(GRAND RAPIDS, MINN)             In a normal year, resorts, hotels and restaurants in the Grand Rapids area are filled with customers and visitors that help keep the local businesses going.  The past year was clearly not normal but businesses in the Grand Rapids are were able find customers and visitors because of the Line 3 Replacement Project.  Thousands of workers started construction late last year that helped local businesses.  Now, as work is getting ready to restart, tourism experts say the pipeline project not only is continuing to help businesses recover from the pandemic – it is also creating a significant long term benefit.

“We definitely needed it,” said Megan Christianson, Executive Director of Visit Grand Rapids. “2020 was a really difficult year for us here. Having pipeline construction workers in town had a positive economic impact to us because we still have not gotten our group conferences, meetings, and conventions back and don’t expect that to come back until 2022.  It’s nice to have those pipeliners in town, staying at our lodging properties, eating at our restaurants, buying gas, buying bait on their off time.”  

The first phase of Line 3 construction started in December of 2020, just in time to help area businesses start recovering from the COVID-related economic challenges.  In the first four months of work, more than 5,000 people were working on the project across all 14-counties.  After a planned two-month pause to allow for seasonal weight restrictions to be lifted on local roads, crews are already returning to the area as work will fully restart in June to complete the project.

“They’re just coming back off of the road restrictions and the properties are excited to have the workers come back,”Christianson said. “Our places are busy at midweek, something that is hard anytime for hotels. People often think that hotels follow the peak season of your seasonality and your destination. It doesn’t.

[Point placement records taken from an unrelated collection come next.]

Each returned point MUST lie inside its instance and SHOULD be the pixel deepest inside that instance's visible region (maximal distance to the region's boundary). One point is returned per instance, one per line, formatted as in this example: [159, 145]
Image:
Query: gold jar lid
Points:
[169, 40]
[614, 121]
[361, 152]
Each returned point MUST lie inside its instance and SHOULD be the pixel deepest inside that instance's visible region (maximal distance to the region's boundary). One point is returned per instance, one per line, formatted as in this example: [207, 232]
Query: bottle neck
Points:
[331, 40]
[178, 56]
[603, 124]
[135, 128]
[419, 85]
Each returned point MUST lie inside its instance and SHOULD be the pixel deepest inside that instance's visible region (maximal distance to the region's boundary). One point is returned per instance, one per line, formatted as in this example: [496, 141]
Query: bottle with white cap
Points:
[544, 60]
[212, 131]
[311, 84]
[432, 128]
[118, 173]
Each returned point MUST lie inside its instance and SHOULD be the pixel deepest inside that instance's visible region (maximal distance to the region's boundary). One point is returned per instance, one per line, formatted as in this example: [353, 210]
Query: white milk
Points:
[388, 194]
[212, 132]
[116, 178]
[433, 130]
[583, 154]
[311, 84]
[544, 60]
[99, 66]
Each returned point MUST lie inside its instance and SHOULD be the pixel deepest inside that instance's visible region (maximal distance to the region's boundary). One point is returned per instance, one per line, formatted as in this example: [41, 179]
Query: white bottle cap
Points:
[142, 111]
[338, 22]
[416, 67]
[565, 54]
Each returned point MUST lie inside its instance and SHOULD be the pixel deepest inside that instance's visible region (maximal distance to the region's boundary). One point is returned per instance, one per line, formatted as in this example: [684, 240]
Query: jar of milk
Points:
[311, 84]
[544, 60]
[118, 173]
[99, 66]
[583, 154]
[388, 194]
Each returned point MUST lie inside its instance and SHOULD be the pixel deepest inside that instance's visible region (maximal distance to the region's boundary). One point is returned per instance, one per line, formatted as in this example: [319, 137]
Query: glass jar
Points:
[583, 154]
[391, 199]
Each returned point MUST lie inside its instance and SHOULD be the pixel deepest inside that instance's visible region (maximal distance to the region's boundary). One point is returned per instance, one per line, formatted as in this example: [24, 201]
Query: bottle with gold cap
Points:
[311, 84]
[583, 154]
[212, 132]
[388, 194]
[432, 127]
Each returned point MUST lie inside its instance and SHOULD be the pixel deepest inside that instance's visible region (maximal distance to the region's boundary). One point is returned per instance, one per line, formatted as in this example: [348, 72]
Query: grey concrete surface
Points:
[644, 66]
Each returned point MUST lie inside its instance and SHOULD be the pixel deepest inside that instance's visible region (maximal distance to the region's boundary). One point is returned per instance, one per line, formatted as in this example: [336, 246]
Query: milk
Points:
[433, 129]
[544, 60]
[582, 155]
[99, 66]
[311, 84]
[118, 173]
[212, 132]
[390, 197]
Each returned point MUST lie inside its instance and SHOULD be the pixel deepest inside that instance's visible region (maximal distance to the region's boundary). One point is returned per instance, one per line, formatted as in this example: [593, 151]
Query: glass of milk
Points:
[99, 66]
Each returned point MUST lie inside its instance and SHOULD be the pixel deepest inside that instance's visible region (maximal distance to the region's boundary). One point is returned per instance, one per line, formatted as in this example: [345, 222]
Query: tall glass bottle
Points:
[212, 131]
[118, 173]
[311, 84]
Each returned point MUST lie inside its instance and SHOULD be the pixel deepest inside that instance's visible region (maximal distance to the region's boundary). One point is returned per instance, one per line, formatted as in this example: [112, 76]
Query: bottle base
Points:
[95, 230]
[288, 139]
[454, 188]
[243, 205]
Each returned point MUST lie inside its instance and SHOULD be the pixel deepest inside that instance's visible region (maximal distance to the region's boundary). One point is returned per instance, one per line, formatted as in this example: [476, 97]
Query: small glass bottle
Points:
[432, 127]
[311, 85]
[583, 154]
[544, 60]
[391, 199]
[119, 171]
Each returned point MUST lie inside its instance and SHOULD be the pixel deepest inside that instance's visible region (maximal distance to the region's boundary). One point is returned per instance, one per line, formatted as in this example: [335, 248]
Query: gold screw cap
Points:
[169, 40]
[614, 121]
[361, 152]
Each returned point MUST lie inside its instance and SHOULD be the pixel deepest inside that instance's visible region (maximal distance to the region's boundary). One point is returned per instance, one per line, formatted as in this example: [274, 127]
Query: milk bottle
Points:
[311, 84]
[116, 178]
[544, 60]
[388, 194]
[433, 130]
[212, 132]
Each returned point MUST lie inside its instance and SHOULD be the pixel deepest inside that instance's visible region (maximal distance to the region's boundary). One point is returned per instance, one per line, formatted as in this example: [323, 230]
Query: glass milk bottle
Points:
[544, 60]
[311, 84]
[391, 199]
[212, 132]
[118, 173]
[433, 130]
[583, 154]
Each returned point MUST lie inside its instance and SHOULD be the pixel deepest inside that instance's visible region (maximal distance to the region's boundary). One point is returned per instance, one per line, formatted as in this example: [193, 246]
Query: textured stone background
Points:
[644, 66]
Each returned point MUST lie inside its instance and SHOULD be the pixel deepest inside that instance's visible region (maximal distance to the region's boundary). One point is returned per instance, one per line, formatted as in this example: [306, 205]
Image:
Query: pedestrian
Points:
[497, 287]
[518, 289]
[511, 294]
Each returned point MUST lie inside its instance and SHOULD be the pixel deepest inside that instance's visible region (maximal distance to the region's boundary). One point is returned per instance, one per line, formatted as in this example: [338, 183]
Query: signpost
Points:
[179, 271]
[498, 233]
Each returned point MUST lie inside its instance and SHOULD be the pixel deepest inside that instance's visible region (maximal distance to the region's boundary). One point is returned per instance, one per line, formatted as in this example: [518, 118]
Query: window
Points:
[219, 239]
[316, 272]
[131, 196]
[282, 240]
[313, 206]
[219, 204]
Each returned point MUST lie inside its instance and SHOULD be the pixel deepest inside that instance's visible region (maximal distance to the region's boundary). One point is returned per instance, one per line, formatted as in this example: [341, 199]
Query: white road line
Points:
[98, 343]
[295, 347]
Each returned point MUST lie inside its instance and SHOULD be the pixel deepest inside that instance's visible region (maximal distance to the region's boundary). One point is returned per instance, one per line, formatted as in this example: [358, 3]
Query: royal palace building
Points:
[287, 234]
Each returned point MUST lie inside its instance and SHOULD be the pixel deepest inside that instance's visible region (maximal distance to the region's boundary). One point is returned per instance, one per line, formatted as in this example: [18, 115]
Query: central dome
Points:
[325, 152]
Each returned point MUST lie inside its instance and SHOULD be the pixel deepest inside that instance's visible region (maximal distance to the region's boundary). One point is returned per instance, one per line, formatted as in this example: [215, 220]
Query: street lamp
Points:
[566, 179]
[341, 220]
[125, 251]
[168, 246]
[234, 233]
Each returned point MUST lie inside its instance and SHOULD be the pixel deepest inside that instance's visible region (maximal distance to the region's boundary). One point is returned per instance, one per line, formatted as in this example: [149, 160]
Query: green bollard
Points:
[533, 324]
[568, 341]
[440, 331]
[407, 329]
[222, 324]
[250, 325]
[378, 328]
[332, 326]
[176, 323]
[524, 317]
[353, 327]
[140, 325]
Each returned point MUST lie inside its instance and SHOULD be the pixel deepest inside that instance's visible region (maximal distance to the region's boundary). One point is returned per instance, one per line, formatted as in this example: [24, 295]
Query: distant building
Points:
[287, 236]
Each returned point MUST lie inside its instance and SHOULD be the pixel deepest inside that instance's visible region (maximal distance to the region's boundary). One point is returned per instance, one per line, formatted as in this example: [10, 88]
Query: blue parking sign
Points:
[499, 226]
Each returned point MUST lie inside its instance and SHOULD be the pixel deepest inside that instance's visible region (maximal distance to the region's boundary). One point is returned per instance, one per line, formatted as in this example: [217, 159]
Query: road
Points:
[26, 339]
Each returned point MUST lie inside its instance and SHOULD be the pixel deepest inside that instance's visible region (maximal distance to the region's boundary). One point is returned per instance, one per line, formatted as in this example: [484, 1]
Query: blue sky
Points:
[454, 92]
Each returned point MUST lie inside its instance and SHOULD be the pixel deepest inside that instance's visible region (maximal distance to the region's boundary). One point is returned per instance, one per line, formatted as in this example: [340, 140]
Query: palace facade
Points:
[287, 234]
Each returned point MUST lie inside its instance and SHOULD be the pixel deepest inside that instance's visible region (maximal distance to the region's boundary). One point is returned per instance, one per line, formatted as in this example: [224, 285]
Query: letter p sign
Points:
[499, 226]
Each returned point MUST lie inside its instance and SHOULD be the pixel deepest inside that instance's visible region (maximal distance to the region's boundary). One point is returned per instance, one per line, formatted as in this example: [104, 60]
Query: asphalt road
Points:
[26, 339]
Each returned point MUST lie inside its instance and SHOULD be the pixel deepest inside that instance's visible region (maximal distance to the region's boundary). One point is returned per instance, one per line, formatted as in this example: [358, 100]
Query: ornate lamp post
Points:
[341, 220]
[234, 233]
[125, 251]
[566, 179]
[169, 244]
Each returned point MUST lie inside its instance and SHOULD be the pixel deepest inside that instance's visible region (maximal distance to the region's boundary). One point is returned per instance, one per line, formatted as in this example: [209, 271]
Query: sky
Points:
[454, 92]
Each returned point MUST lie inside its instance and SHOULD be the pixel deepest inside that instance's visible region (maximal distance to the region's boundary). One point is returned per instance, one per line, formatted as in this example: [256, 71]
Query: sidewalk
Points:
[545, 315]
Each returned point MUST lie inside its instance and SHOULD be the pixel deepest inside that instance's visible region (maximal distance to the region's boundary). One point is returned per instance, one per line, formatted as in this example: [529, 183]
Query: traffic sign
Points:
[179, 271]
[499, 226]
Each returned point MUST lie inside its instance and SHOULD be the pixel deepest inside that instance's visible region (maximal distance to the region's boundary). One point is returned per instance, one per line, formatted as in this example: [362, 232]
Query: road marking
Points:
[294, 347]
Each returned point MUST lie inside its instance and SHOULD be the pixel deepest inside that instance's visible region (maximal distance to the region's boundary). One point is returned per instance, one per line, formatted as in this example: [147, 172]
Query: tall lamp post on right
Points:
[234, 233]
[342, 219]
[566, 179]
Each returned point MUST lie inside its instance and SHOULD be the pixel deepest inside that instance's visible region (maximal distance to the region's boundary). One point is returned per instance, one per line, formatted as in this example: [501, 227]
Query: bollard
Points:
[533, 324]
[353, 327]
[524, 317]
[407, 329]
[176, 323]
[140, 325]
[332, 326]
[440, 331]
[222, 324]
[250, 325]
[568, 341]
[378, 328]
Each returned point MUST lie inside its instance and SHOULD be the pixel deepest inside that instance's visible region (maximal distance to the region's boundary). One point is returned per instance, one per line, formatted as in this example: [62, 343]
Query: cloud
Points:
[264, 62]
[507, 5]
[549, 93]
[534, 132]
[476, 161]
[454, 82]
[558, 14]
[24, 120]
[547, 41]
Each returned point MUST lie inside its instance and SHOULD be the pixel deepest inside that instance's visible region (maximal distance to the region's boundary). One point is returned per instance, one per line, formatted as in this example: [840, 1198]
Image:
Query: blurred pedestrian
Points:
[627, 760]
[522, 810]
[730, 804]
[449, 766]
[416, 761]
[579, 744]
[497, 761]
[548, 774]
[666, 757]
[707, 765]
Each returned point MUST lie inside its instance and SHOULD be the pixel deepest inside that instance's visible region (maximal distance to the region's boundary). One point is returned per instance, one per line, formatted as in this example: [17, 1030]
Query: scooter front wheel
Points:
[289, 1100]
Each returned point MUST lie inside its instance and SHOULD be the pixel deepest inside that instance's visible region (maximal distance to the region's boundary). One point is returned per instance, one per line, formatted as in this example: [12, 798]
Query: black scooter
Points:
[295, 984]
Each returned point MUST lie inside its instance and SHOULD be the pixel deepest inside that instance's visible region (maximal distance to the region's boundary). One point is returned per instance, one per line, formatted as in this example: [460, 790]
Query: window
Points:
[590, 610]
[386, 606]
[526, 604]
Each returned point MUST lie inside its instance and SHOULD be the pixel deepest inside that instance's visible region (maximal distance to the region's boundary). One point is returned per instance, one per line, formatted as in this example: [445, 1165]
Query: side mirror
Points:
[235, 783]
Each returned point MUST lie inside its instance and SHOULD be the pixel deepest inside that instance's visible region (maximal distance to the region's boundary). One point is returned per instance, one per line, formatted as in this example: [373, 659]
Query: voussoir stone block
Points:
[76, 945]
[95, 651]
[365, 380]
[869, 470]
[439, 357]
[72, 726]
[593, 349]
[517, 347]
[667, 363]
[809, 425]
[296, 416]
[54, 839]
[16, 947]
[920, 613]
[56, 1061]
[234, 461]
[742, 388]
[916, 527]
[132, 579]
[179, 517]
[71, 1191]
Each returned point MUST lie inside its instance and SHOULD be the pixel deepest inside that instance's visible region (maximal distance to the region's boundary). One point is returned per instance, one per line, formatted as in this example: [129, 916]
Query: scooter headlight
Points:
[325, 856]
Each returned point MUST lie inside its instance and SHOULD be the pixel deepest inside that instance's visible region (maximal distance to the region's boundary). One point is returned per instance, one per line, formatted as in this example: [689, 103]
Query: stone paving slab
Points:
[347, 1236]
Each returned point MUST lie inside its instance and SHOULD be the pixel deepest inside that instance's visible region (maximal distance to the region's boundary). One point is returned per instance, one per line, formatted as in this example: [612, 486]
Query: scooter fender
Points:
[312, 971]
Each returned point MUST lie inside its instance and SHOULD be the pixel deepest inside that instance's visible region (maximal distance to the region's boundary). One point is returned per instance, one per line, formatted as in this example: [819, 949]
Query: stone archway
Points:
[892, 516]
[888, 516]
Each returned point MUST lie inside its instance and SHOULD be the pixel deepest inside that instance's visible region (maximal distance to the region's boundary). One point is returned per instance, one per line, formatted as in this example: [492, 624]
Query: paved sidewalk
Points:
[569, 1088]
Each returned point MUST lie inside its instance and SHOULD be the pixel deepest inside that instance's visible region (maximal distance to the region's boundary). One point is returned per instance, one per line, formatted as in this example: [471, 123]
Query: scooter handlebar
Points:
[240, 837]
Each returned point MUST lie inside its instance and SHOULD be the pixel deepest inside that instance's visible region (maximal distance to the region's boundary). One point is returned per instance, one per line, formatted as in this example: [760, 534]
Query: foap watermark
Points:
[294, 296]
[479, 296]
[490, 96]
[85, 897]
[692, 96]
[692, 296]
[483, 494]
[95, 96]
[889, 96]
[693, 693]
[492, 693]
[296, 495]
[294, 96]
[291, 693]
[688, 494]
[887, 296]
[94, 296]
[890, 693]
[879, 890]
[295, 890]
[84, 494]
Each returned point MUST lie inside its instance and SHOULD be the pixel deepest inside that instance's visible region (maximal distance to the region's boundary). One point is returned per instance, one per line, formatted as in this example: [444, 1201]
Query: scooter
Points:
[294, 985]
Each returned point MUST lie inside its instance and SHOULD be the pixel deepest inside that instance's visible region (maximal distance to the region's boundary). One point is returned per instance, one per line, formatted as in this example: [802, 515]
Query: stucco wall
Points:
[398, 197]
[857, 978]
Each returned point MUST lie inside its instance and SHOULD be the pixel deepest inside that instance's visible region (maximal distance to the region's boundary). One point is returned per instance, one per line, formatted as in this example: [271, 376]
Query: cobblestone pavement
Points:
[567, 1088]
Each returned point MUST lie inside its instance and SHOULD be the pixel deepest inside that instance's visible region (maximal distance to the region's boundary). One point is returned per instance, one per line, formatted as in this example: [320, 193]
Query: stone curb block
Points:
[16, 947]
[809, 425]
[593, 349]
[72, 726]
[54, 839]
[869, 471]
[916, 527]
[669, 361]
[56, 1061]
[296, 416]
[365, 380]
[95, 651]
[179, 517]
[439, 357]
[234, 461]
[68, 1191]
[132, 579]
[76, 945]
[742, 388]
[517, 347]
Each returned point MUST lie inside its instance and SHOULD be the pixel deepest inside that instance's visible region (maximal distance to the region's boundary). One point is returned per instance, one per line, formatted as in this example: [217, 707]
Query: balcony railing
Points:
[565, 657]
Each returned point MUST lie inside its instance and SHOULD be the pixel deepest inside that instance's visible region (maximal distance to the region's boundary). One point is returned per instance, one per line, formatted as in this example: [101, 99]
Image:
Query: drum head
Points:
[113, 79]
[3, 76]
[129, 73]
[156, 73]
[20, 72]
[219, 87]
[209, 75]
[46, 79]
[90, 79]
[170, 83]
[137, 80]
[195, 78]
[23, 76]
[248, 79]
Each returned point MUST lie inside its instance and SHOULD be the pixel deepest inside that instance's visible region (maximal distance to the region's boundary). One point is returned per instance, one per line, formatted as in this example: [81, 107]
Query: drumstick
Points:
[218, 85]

Hotels have a definite year round booking where resorts are very seasonal, and so this midweek clientele, having a consistent book of business is really really crucial to all of our businesses.”

The strong impact being seen at businesses in Grand Rapids and in other communities reflects what economic studies had predicted would happen as a result of construction work.  The Bureau of Business and Economic Research (BBER) at the University of Minnesota Duluth’s Labovitz School of Business and Economics study estimated that that Line 3 will support 2,800 retail/hospitality sector jobs and 1,600 local supplier/manufacturer jobs. 

The study also shows indirect positive economic impacts will include more than $160 million in non-local worker spending on meals, lodging, and incidentals while working in the study area.  Christianson said the impact for Grand Rapids was immediate and significant.

“Business owners have been able to keep employees on longer and have been able to bring them back sooner,” Christianson said, “and that’s really beneficial to keep people off of unemployment. That influx of people coming into our community allows their employees to now be able to spend dollars in other places. There’s a total spin of money in, money out, and it’s all staying here locally, and we love that.”

After more than six years of review and four months of construction, Minnesotans strongly support the project and recognize its regional economic impact and importance.  A recent poll showed that a majority of Minnesotans not only support the decision to grant the project final permits, a strong majority also believe the project should be allowed to be completed.  Sixty percent say that Enbridge should have been given permission to build the Line 3 replacement pipeline and sixty-five percent say that Enbridge should be allowed to complete construction work.  A majority see the project as important to Northern Minnesota’s economy and three-fourths say Line 3 has been important for jumpstarting the Northern Minnesota economy.